Newport, Rhode Island
Seaside-set Newport, Rhode Island is famed for its opulent mansions, beautiful beaches and upscale shopping. Though quaint and quiet, there’s glittering gold within this unassuming New England city.
If you’re looking for a shining example of extreme wealth and extravagance, look no further than The Breakers. Commissioned by the Vanderbilt family to serve as a summer home, this Italian Renaissance-style palazzo features an astounding 70 rooms decked out in imported marble, gold paneling, and Greek and Roman architecture as far as the eye can see.
Another home commissioned by the Vanderbilt family, the Marble House was inspired by the Petit Trianon at Versailles. Built between 1888 and 1892, this imposing mansion is one of the earliest representations of Beaux-Arts architecture in the U.S.
Modeled after the Grand Trianon of Versailles, the romance of the Gilded Age comes to life at Rosecliff. This French, baroque-style mansion features one of the most unforgettable staircases these Gilded Age homes have to offer.
Los Angeles, California
The New York City of the West Coast, Los Angeles is arguably the hippest and most happening city in the Western Hemisphere. In the architecture department, LA lives up to the hype. Though the buildings are newer in age than other American cities on this list, the elegance, aesthetic, and history is nonetheless captivating.

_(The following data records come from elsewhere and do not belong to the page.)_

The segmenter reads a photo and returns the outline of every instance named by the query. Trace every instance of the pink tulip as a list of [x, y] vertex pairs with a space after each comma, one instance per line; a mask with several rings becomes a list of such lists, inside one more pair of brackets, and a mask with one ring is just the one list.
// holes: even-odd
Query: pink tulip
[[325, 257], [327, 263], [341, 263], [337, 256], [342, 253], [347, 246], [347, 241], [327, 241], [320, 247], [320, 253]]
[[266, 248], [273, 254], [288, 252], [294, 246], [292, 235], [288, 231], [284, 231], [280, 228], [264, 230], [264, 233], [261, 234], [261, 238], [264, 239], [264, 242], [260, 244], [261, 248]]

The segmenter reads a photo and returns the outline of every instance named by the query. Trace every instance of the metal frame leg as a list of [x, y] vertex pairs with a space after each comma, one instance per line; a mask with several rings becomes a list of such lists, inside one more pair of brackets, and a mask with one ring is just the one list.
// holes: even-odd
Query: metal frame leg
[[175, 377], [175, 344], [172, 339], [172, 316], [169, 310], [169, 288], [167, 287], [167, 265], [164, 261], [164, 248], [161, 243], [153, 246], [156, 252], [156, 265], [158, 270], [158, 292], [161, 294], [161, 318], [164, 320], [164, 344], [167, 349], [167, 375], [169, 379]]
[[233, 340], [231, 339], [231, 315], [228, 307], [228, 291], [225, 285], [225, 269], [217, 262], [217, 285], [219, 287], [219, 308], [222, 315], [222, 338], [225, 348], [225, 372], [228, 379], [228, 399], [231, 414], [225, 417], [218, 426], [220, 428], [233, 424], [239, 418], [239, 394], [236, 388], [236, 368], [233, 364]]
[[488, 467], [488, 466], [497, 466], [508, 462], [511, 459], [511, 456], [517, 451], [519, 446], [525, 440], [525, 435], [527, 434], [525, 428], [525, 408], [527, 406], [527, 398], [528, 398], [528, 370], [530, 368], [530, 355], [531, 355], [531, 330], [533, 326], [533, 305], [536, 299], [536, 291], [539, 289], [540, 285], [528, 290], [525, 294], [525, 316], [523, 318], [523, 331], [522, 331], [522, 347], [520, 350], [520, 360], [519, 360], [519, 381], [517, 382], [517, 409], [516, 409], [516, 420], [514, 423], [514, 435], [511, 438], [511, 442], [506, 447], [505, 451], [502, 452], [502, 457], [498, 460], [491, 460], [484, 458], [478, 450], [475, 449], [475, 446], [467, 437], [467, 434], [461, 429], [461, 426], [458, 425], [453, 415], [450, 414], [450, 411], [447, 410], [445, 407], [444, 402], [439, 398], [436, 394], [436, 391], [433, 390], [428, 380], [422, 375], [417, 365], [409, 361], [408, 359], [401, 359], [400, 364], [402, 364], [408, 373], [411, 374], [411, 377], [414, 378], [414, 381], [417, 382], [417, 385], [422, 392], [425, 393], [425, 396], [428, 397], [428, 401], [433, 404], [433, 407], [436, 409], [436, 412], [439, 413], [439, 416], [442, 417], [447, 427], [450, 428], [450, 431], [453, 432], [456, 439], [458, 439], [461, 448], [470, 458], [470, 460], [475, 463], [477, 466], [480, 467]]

Sitting atop Mount Hollywood, Griffith Observatory is the gateway to the constellations. This public observatory is an Art Deco jewel that offers sublime views of the city.
When it comes to architectural landmarks in Los Angeles, the Bradbury Building never disappoints. Not only is it the oldest commercial building remaining in the central city, but it is also one of the most extraordinary edifices in the country. Designed by George H. Wyman, the Bradbury building features a transcendent, light-filled Victorian court lined with ornate iron railings, marble staircases, and golden trim.
Nestled within ritzy Beverly Hills, the historic Greystone Mansion and Park is one LA’s most distinctive hidden gems. This Tudor Revival home was the most expensive home in the city when it was completed in 1928.